Sache des vorliegenden Beschwerdeverfahrens ist die Frage, ob dem Beschwerdeführer zu Recht die Verletzung der ärztlichen Verschwiegenheitspflicht durch sein Schreiben vom 30. August 2013 und somit eine Berufspflichtverletzung und die Verwirklichung eines Disziplinarvergehens vorzuwerfen sind (vgl. etwa VwSlg 19.003 A/2014).

Gemäß § 54 Abs. 1 des ÄrzteG 1998 ist der Arzt zur Verschwiegenheit über alle ihm in Ausübung seines Berufes anvertrauten oder bekannt gewordenen Geheimnisse verpflichtet.
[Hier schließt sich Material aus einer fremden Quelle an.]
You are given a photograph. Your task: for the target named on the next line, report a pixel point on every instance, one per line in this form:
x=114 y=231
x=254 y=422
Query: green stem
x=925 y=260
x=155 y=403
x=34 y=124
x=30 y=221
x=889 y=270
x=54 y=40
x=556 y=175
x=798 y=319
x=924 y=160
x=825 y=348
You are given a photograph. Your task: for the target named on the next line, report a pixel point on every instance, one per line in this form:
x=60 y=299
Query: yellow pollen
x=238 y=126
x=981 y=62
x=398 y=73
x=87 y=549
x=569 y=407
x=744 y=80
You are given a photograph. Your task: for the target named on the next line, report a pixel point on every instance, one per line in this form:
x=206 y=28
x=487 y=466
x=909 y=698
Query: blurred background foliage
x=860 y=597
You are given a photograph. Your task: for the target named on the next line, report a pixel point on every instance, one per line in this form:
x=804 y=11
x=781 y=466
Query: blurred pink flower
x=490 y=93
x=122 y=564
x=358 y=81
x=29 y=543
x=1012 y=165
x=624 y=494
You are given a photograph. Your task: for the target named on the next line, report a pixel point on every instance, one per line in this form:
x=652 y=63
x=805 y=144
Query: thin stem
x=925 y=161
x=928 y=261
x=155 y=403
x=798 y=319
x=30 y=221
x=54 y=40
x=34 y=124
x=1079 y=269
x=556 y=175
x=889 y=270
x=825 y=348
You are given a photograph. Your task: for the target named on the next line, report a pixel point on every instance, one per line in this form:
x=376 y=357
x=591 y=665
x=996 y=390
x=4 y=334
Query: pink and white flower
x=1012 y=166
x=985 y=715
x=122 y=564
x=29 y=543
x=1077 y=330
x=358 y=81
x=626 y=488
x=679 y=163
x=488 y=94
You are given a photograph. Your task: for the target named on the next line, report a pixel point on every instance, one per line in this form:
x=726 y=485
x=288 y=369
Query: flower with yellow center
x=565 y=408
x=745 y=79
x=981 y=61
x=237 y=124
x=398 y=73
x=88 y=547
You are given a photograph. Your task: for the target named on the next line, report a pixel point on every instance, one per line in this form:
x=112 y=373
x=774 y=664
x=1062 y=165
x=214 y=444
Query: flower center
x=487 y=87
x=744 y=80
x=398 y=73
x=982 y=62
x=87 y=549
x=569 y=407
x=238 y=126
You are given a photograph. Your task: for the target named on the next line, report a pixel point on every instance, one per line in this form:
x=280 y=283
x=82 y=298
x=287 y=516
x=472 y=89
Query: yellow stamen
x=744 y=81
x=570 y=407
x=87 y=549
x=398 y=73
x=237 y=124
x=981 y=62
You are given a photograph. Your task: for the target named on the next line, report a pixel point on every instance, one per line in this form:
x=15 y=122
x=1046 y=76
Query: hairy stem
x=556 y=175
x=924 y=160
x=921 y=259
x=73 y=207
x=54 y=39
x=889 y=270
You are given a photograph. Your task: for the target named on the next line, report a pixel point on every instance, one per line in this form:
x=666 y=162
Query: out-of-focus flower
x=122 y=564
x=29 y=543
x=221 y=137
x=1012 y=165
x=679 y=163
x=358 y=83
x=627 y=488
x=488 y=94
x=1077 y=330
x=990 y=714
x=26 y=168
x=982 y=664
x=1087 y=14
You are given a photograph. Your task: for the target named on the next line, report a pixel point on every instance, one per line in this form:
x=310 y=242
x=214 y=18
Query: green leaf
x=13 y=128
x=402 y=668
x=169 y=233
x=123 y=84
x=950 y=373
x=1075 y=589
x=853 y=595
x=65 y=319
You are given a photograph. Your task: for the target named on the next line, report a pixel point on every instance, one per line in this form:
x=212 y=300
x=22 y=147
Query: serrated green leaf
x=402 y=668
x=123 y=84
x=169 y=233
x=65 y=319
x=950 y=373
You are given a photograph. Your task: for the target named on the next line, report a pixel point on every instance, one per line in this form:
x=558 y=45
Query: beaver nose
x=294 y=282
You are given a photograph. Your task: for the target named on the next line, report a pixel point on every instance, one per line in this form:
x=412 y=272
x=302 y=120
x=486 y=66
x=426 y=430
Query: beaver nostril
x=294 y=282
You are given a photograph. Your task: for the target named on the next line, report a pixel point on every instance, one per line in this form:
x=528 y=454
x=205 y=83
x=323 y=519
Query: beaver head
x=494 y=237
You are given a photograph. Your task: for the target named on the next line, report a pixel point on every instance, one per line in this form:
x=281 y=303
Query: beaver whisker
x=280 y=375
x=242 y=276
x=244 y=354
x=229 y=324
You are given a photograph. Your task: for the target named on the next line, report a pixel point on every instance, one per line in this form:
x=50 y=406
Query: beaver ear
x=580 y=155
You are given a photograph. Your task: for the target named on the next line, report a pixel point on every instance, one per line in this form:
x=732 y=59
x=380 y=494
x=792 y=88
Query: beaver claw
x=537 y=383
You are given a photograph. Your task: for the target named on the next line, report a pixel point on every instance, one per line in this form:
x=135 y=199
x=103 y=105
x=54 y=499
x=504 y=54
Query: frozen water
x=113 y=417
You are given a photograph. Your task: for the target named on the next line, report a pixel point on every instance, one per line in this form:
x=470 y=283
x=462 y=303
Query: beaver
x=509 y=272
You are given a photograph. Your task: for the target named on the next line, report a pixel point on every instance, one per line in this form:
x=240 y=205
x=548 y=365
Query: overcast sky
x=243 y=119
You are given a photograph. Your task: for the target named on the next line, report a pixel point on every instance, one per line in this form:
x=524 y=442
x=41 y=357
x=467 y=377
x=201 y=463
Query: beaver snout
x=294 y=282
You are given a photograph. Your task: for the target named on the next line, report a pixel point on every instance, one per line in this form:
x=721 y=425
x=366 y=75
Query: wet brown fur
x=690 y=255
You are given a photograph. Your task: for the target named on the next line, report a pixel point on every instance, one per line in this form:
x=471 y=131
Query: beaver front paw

Die ärztliche Verschwiegenheitspflicht trägt dem verfassungsrechtlich gewährleisteten Schutz der Geheimsphäre des Einzelnen Rechnung, wobei der Schutz persönlicher Daten von fundamentaler Bedeutung für das Recht auf Schutz des Privat- und Familienlebens einer Person ist. Die Achtung der Vertraulichkeit von Gesundheitsdaten ist darüber hinaus auch für das Vertrauen in medizinische Berufe und das Gesundheitswesen im Allgemeinen entscheidend. Ohne einen solchen Schutz könnten Personen, die medizinische Hilfe benötigen, davon abgeschreckt werden, eine geeignete Behandlung zu suchen, und dabei ihre eigene Gesundheit gefährden (vgl. etwa EGMR 6.6.2013, Fall Avilkina ua., Appl. 1585/09).

Bei der Verschwiegenheitspflicht handelt es sich um eine den Kern des ärztlichen Berufes darstellende Verpflichtung und es ist unter dem Begriff des „Arztes“ grundsätzlich jeder Arzt zu verstehen (vgl. etwa Krauskopf, Die ärztliche Anzeige- und Meldepflicht, 2011, S 132 bzw. 46 f.).

Unter den Begriff des „Geheimnisses“ fallen alle Umstände, die nur dem Patienten selbst oder einem beschränkten Personenkreis bekannt sind und die nach dem Willen des Betroffenen anderen nicht bekannt werden sollen. Das Berufsgeheimnis des Arztes erstreckt sich somit auf alle für andere Personen nicht wahrnehmbare Tatsachen, die dem Arzt bei Ausübung seines Berufes über jemanden bekannt werden und an deren Geheimhaltung der Betroffene ein berechtigtes Interesse hat (vgl. etwa OGH 12.12.2002, 6 Ob 267/02m, mwH).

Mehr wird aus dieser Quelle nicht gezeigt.